Their demands have gained traction among a broad demographic and a protest in Bangkok on Sunday drew more than 10,000 people — the largest political gathering since former military chief Prayut came to power in a 2014 coup.
This week the movement has taken hold in high schools where teenagers have been holding up three fingers each morning as the national anthem plays, according to Twitter posts with the hashtag #badstudent that have gone viral.
“All I see are the innocent intentions of the students,” premier Prayut said Tuesday, claiming the youngsters were being peer-pressured into joining.
“I heard from students that some don’t want to join but they are being bullied.”
Protesters are calling for an overhaul of Prayut’s government, a rewrite of the constitution and the abolition of a controversial royal defamation law.

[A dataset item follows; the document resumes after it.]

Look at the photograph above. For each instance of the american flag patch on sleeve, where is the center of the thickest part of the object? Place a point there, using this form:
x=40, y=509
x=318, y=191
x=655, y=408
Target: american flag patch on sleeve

The law shields Thailand’s super-rich King Maha Vajiralongkorn from criticism and carries a sentence of up to 15 years in jail per charge.
After Sunday’s massive protest, the hashtag campaign “Tie a white bow against the dictator” started trending on Twitter.
Images of high school students with white ribbons on their hair, wrists and backpacks proliferated.
But there have also been allegations of intimidation and harassment of pupils levelled against school staff and plainclothes police.
The United Nations agency overseeing child rights on Tuesday issued a statement voicing “concern” about the “potential harm” children could be facing.
“UNICEF urges all actors to ensure that children and young people… are able to voice their opinions peacefully about issues that affect their present and future, without fear or intimidation,” the statement said.
National Police spokesman Krissana Pattanacharoen called the allegations of harassment “rumour” but encouraged students to file any legal grievances.
“If there is strong evidence… you are entitled to bring legal action against them,” he told AFP.
Legal aid group Thai Lawyers for Human Rights issued an online form encouraging students to lodge complaints anonymously.